PLoS Pathogens (Mar 2013)

The third signal cytokine IL-12 rescues the anti-viral function of exhausted HBV-specific CD8 T cells.

  • Anna Schurich,
  • Laura J Pallett,
  • Marcin Lubowiecki,
  • Harsimran D Singh,
  • Upkar S Gill,
  • Patrick T Kennedy,
  • Eleni Nastouli,
  • Sudeep Tanwar,
  • William Rosenberg,
  • Mala K Maini

DOI
https://doi.org/10.1371/journal.ppat.1003208
Journal volume & issue
Vol. 9, no. 3
p. e1003208

Abstract

Read online

Optimal immune activation of naïve CD8 T cells requires signal 1 mediated by the T cell receptor, signal 2 mediated by co-stimulation and signal 3 provided by pro-inflammatory cytokines. However, the potential for signal 3 cytokines to rescue anti-viral responses in functionally exhausted T cells has not been defined. We investigated the effect of using third signal cytokines IL-12 or IFN-α to rescue the exhausted CD8 T cell response characteristic of patients persistently infected with hepatitis B virus (HBV). We found that IL-12, but not IFN-α, potently augmented the capacity of HBV-specific CD8 T cells to produce effector cytokines upon stimulation by cognate antigen. Functional recovery mediated by IL-12 was accompanied by down-modulation of the hallmark inhibitory receptor PD-1 and an increase in the transcription factor T-bet.
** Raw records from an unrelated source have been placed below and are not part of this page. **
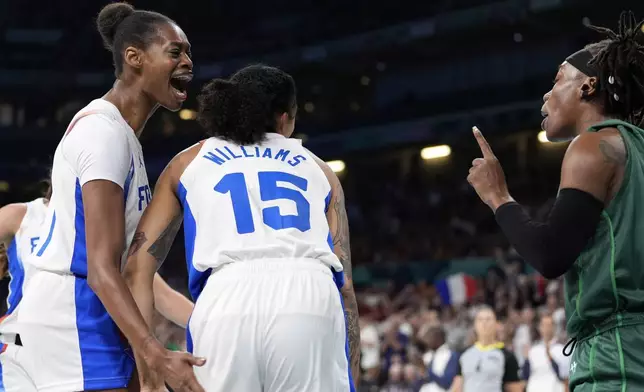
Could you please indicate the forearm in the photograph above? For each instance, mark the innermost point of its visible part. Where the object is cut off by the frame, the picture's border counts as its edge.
(110, 287)
(353, 329)
(171, 304)
(551, 247)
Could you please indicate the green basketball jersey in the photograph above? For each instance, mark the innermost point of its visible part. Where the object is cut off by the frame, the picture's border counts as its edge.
(605, 286)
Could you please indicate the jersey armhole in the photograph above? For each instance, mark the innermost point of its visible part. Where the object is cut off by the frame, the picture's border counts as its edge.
(184, 161)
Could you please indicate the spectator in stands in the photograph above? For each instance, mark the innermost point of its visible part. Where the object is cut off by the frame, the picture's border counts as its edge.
(370, 347)
(546, 368)
(443, 365)
(487, 365)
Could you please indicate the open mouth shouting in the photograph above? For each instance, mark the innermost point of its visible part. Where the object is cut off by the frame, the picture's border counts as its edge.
(179, 85)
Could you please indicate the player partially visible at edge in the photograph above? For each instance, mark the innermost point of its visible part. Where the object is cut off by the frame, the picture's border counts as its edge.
(20, 235)
(267, 241)
(594, 231)
(66, 326)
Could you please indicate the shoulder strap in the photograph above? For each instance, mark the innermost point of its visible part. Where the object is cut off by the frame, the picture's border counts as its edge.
(610, 123)
(75, 120)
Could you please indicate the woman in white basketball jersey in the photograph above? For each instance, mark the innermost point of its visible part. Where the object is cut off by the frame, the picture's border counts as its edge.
(19, 227)
(76, 306)
(267, 245)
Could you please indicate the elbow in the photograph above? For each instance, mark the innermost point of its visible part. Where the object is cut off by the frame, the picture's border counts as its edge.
(552, 266)
(96, 279)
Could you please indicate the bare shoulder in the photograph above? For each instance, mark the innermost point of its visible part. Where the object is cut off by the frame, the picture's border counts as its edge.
(330, 175)
(606, 147)
(11, 216)
(180, 162)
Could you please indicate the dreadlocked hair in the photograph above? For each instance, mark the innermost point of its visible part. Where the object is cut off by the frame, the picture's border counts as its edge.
(619, 61)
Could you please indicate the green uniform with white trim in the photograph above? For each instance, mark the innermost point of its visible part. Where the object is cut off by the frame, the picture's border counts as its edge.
(605, 286)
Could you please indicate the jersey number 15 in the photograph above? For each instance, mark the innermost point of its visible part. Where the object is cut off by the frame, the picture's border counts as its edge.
(235, 184)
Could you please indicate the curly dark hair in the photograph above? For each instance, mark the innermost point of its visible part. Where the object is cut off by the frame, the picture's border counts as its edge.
(120, 26)
(245, 107)
(619, 61)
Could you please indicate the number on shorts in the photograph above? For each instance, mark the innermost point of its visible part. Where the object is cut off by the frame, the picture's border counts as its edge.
(269, 190)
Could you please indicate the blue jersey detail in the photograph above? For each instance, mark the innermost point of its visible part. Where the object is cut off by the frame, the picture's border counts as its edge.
(346, 345)
(17, 273)
(104, 359)
(48, 239)
(33, 241)
(196, 279)
(128, 181)
(79, 256)
(235, 184)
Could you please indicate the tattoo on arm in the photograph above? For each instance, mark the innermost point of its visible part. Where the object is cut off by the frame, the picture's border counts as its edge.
(137, 242)
(353, 330)
(160, 248)
(612, 154)
(341, 236)
(343, 251)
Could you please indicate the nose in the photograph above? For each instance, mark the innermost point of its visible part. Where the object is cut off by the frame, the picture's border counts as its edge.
(186, 62)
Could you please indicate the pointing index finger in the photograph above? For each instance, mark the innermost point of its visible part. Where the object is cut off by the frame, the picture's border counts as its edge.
(485, 147)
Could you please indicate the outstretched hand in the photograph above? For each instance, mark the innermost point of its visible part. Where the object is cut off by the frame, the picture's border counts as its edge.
(486, 175)
(175, 368)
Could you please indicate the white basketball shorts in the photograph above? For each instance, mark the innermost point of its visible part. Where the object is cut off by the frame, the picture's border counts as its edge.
(67, 340)
(270, 326)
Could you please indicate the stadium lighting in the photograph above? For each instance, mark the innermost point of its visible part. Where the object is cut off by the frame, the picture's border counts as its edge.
(336, 166)
(435, 152)
(187, 114)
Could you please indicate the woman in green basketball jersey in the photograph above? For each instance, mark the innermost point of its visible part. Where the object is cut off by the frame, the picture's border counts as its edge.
(594, 232)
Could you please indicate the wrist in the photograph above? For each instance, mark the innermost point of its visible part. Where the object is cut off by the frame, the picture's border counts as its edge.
(500, 200)
(150, 349)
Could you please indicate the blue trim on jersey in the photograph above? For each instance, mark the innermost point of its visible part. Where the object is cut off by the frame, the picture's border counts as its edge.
(79, 256)
(105, 362)
(189, 344)
(128, 180)
(17, 274)
(327, 202)
(48, 239)
(196, 279)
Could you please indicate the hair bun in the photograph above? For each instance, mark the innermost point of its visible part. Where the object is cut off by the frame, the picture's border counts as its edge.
(109, 19)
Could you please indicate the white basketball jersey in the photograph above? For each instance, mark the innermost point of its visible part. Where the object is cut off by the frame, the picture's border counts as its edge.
(24, 242)
(242, 203)
(98, 145)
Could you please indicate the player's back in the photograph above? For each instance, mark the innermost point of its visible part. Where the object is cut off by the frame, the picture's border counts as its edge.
(266, 201)
(603, 288)
(23, 244)
(77, 161)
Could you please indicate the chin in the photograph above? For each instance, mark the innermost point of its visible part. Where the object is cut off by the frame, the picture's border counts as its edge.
(559, 135)
(172, 106)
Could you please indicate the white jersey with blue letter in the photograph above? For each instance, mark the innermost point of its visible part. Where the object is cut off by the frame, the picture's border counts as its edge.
(266, 201)
(23, 244)
(98, 145)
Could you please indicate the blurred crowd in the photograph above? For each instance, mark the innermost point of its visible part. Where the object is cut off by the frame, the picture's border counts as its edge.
(402, 330)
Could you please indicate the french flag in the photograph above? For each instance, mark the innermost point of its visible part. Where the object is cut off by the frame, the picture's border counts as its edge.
(456, 289)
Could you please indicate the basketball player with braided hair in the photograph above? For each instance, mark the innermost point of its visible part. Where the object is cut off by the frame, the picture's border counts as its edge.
(593, 234)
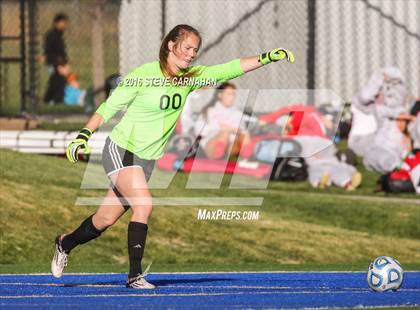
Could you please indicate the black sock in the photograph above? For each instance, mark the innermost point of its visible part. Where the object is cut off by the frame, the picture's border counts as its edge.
(137, 233)
(84, 233)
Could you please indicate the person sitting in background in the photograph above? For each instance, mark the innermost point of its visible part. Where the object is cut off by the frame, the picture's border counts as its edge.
(54, 53)
(381, 98)
(219, 124)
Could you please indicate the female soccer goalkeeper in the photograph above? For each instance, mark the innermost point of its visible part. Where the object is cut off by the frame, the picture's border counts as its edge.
(153, 107)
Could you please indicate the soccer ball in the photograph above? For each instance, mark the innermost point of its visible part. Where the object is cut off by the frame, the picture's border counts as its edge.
(384, 274)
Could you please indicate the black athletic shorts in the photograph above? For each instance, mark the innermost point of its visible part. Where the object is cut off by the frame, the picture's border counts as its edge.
(115, 158)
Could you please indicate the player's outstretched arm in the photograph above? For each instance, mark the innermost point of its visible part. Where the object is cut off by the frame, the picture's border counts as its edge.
(255, 62)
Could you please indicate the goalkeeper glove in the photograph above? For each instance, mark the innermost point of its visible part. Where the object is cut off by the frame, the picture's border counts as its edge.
(79, 143)
(276, 55)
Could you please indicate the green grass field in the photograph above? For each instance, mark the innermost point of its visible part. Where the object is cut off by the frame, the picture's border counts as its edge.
(299, 228)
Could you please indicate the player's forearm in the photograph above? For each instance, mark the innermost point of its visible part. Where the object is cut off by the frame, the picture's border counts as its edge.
(94, 122)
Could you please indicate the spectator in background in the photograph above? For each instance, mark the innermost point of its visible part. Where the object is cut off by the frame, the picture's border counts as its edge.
(220, 126)
(64, 86)
(379, 100)
(55, 53)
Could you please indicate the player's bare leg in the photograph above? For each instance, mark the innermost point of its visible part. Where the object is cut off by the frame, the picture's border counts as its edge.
(132, 184)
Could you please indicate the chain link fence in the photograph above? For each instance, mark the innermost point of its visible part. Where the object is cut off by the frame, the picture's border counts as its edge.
(355, 38)
(338, 44)
(88, 20)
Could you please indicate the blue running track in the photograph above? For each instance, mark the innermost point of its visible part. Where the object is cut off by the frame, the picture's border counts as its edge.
(204, 290)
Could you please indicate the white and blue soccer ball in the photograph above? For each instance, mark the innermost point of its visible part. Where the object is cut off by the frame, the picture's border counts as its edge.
(385, 273)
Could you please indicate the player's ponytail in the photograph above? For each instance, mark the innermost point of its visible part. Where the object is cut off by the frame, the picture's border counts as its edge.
(177, 34)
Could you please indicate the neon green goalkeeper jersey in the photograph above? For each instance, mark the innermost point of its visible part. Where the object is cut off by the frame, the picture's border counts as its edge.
(154, 104)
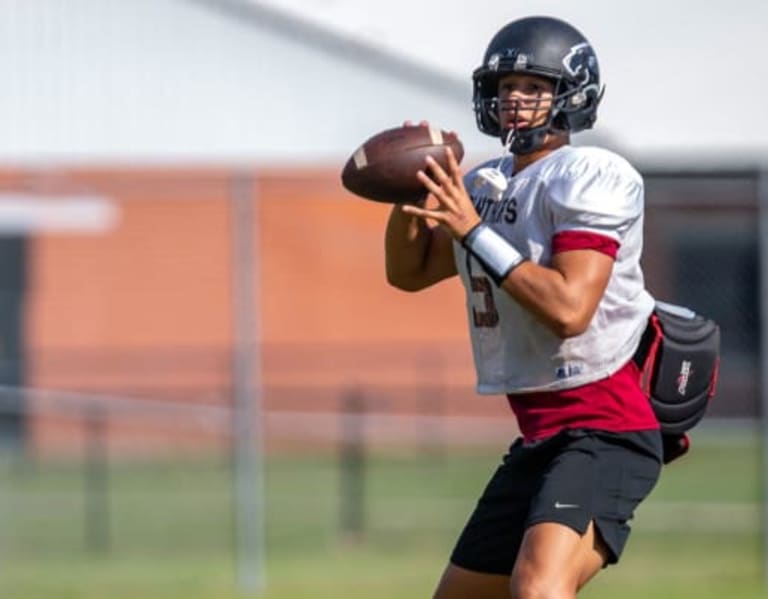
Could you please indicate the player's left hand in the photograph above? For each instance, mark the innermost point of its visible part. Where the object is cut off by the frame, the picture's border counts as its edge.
(454, 211)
PD-1 down-regulation was observed in HBV but not CMV-specific T cells, in line with our finding that the highly functional CMV response was not further enhanced by IL-12. IL-12 enhanced a number of characteristics of HBV-specific T cells important for viral control: cytotoxicity, polyfunctionality and multispecificity. Furthermore, IL-12 significantly decreased the pro-apoptotic molecule Bim, which is capable of mediating premature attrition of HBV-specific CD8 T cells. Combining IL-12 with blockade of the PD-1 pathway further increased CD8 functionality in the majority of patients. These data provide new insights into the distinct signalling requirements of exhausted T cells and the potential to recover responses optimised to control persistent viral infections.